There are good days and bad days in how I evaluate the time I’ve been given to work. Most days, I require myself to do some form of yoga or meditation—for consistency. It helps. I think it’s good to have consistency when you’re trying to be creative. It can give you clarity—or at least help you connect the dots between things.
But lately, I’ve been noticing a pattern. When I try something new creatively, and I share that skill—at first, I get excited. I want to show what I did. And then there’s the second part. The second part has been tricky. Because the world right now feels like an imploding mess. It’s such an easy magnet for doomscrolling. Or just sinking into a sense of isolation and darkness.
To offset this, yesterday I tried to say hello to my new neighbor. They’ve lived next door for over seven months. We’ve exchanged generalized acknowledgments, but never a formal hello. I was walking to get Thai food and noticed I was looking down again. So I raised my gaze, tried to make eye contact, offered a friendly hello.
Their expression: irritated. Annoyed and bothered.
I thought—well, I tried.
I was thinking: when we are wounded, it’s a subconscious thing. We are seeking some kind of ointment from the world to calm the pain. And that’s probably a resistance to capacity. You can only give out as much as you can give to yourself. And I think this relates directly to our own capacity as creative people in our work.
It is better to integrate than to force yourself to play a role that demands more energy than you have.
The creative persona has evolved—and become more pronounced—with the integration of social media. In the past, there seemed to be a bit more downtime, more space between the public performance of the artist and the private, quieter act of creation.
Breaking down the barriers between private and public is, in many ways, a good thing. But there’s also now a performance of the artist in production that’s constantly on display. Instead of just working, creative people are expected to document every step of their process as a means to gain traction or generate interest in the work.
I can’t help but think this contributes to an energy drain—and it also affects our ability to let bad work be made.
The truth is, it doesn’t matter what the feedback is when we share something creatively with the world. What matters is the consistency. I can say with certainty that showing up for yourself—regardless of how you feel—makes a difference. Definitely.
This morning, while driving to get tea (another routine to get me out of the house), the phrase “Practice Makes Imperfect” kept popping into my head. And the more I ruminated on it, the more it made sense.

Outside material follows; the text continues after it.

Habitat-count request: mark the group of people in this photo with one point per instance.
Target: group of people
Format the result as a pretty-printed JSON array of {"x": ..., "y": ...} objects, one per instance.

There’s this idea of the maestro—someone who struggles and suffers and creates their masterpiece in a dark, medieval hole. The misunderstood artist. The outcast. The tortured genius. A symbol of dedication, pain, and loneliness.
Did I mention I live in a coach house with very little light?
Maybe there’s some truth in clichés. But today I thought: Practice makes Imperfect—because the longer we do something consistently, the more we relax into our minds and bodies. That familiarity brings wisdom. But also, our inner creative demons and saboteurs become less volatile. We begin to see our imperfections more clearly. And some of them change—like how we render a beautiful landscape, or translate a poem perfectly onto the page.
But practice lets us sit more comfortably with the mess.
And I think for me, that’s when the real shift happens—when I allow myself to just create. To make something without expectation. To enjoy being in the moment with the work.
All the garbage—feedback, criticism, ambivalence—that’s going to follow us no matter where we go. And with the speed and expectation of today’s world, it’s only going to get more aggressive. More disengaged.
Practice makes Imperfect because we’re human. And good art isn’t a reflection of perfection. It’s a reflection of the human experience.